Topic: Infinitary distributive monoidal category

Jean-Baptiste Vienney (Aug 03 2023 at 19:33):

On the nlab, they say this:
Screenshot-2023-08-03-at-3.29.21-PM.png
Is there a paper where the precise coherence conditions are described in the infinitary case? I would even like a bit more, I'm interested by $\mathbb{N}$-distributive symmetric monoidal categories.

Nathanael Arkor (Aug 03 2023 at 21:02):

There are no coherence conditions. In a monoidal category with infinite coproducts, we have canonical morphisms $[X \otimes \iota_{Y_i}]_i \colon \coprod_i (X \otimes Y_i) \to X \otimes (\coprod_i Y)$ (and similarly for tensoring with a coproduct on the left) and we ask that these morphisms are all invertible.

Jean-Baptiste Vienney (Aug 03 2023 at 21:10):

Oh I see, so the coherences that I'm thinking of, such as the 24 diagrams in the definition of symmetric bimonoidal categories that are listed in "Coherence for distributivity" by Laplaza, are thus facts to deduce from the universal properties of coproducts + the fact that this canonical morphisms are isomorphisms, and not part of the definition. It makes sense, thanks.

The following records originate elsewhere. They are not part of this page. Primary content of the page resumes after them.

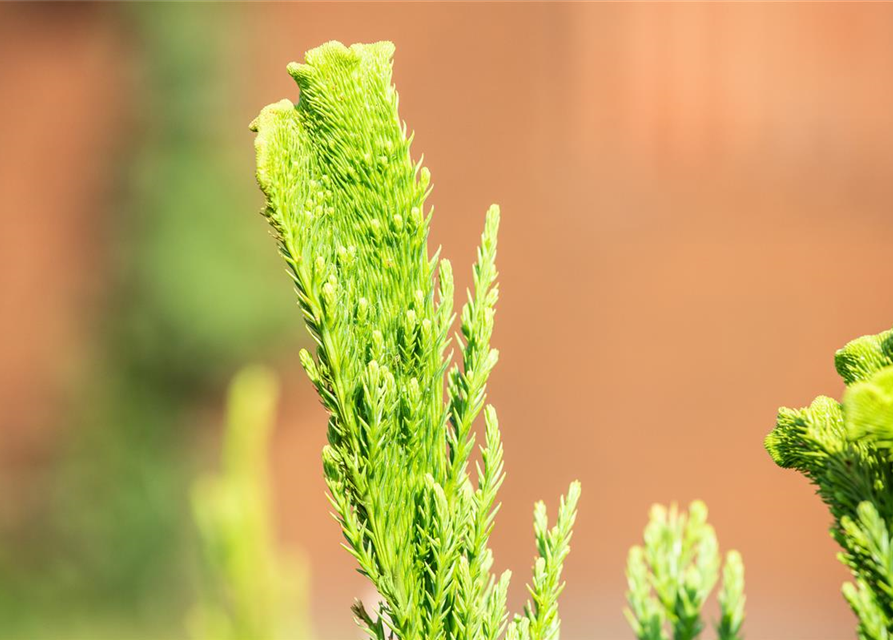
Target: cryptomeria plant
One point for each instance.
(671, 577)
(347, 204)
(844, 448)
(250, 590)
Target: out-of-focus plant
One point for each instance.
(111, 547)
(845, 451)
(250, 591)
(347, 204)
(671, 576)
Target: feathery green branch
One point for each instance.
(347, 204)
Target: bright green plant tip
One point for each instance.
(671, 576)
(347, 204)
(845, 450)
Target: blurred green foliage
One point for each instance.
(250, 590)
(192, 294)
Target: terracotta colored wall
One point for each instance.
(696, 205)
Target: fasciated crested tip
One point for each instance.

Jean-Baptiste Vienney (Aug 03 2023 at 21:15):

It would still be useful to define the coherence conditions for an infinitary symmetric bimonoidal category ie. one with a functor $\oplus_{i}:\mathcal{C}^I \rightarrow \mathcal{C}$ and a structure of symmetric monoidal category on $\otimes$. And they should be verified, when $\oplus_{i}$ is a coproduct, as a proposition.

Jean-Baptiste Vienney (Aug 03 2023 at 21:17):

But we will need the definition of monoidal category with a tensor product which takes a family indexed by any set $I$ in input first haha

Jean-Baptiste Vienney (Aug 03 2023 at 21:18):

I don't know examples of this other than when this infinite tensor product is given by product or coproduct, but maybe it exists...

Nathanael Arkor (Aug 03 2023 at 22:27):

Jean-Baptiste Vienney said:

But we will need the definition of monoidal category with a tensor product which takes a family indexed by any set $I$ in input first haha

There's a definition (both symmetric and nonsymmetric variants) in the paper Real sets of Janelidze and Street.

Claudio Pisani (Aug 04 2023 at 15:55):

An alternative definition of infinitary symmetric monoidal category is in my paper Operads as double functors
(as sketched in the introduction); namely, as product preserving lax double functors
$(\mathbb{P}bSet)^{op} → \mathbb{S}et$, from the double category of pullback squares in sets to the double category of spans in sets.
Infinitary commutative monoids arise as product preserving double functors $(\mathbb{P}bSet)^{op} → \mathbb{S}q(Set)$
to the double category of squares in sets.